That’s what Joel Sherman of the New York Post claims in today’s column:
Looking both short term in trying to win the NL West and long term in restoring the Dodgers’ brand, Los Angeles officials refused to wait for a free-agent class they anticipate being uninspiring. Instead, they began calling their counterparts in earnest in July with this message: We not only are unafraid of your big contracts, we are interested in them.
The Dodgers recognized this would put them in a unique position:
1. Few teams had much wiggle room to add even a bit of salary for 2012, much less take on huge money for multiple players both now and into the future.
2. Many teams were looking to jettison their bad deals.
That is how the Dodgers were able to get Hanley Ramirez from the Marlins, who went from avid buyers in the offseason to July sell-off mode. And it is how they obtained Josh Beckett, Carl Crawford, Adrian Gonzalez and roughly a quarter of a billion dollars of future contracts from a Red Sox team anxious to cleanse its payroll and clubhouse.
But it also is what led to a phone conversation with the Yankees about Sabathia (four years at $99 million left after this season) and Teixeira (four years, $90 million left after this season). The Yanks told Dodgers executives they had no interest in moving either.
Sherman then proceeds to veer off the road by asserting — seemingly with a straight face — that the free-spending Dodgers (69–60) should have asked about 37-year old Alex Rodriguez (.276/.358/.449) instead: “Still, he remains a productive player, a massive star and could conceivably play third while Ramirez retains short.”
“Massive star?” As in Hollywood celebrity? Well, attendance at Dodger Stadium has jumped more than 5,000 fans per game from last season, so I doubt new part-owner Magic Johnson is in dire need of company.
As for the on-field talent, A-Rod indeed “remains a productive player,” but that’s hardly synonymous with “massive star.” And the trend line is distinctly unfavorable: His slugging percentage has dropped in each of the past six years. He is currently on the disabled list with a hand injury and played in only 99 games last season. In order to conserve what he has left in the tank, the Yankees have occasionally played him in the designated-hitter role, which of course is not an option in NL games.
Meanwhile, A-Rod is owed a staggering $114 million salary over the next five seasons, which does not even include several performance-based incentives. An eventual turnaround is not out of the question, but his contract is clearly an unacceptabale risk at that sky-high price.
Compare with the star player the Dodgers ultimately received from Boston: 30-year old Adrian Gonzalez (.298/.344/.470), who has played in at least 156 games a season since 2006. Sure, his less than stellar 2012 might be less a mere hiccup and more a harbinger of a gradual decline, but in contrast with A-Rod, those numbers are far less likely to fall off a cliff anytime soon. Keep in mind that Gonzalez, who will receive $127 million from 2012 through 2018, will be younger at the end of his contract than Rodriguez is today.

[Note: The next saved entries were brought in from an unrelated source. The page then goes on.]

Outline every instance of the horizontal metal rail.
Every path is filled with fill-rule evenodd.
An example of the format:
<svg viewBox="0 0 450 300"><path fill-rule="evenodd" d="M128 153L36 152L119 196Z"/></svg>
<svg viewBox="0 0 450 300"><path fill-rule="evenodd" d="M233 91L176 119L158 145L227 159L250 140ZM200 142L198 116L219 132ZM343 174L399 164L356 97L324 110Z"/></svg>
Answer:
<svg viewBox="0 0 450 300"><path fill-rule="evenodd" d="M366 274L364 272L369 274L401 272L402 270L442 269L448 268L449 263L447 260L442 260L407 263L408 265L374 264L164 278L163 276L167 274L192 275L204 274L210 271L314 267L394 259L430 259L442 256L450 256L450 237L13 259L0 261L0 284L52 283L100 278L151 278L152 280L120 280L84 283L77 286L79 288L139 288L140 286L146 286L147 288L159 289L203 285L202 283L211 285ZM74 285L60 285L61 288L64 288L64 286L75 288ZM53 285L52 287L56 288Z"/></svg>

Additionally, Los Angeles made clear that, having acquired Hanley Ramirez (.254/.326/.445) last month to play third base long-term, then inquiring about Teix and ultimately trading for A-Gon, they needed a first baseman, not another body to man the hot corner.
(That is not to say that Dodgers general manager Ned Colletti’s haul was a slam-dunk winner: Obtaining A-Gon became reality only when he agreed to take on two other very expensive and underperforming contracts in Josh Beckett [5.21 ERA, 4.39 xFIP] and Carl Crawford [.282/.306/.479] and to send the Red Sox [62–67] decent prospects from a farm system that, even before last Friday, was not exactly flush with big-league-ready talent.)
Finally, the Yankees (74–54) are in first place but only 3.5 games out in front of the second-place Orioles and four ahead of the Rays. Manager Joe Girardi’s club has compiled a pedestrian 16–16 record since A-Rod got injured on July 24. There was no way in someplace kind of warm that he was going anywhere.
Sherman’s idea is so far-fetched that even the starry-eyed Yankee fans who call into WFAN with loopy trade proposals (e.g., Verlander for Gardner and Nova) must be shaking their heads in disbelief.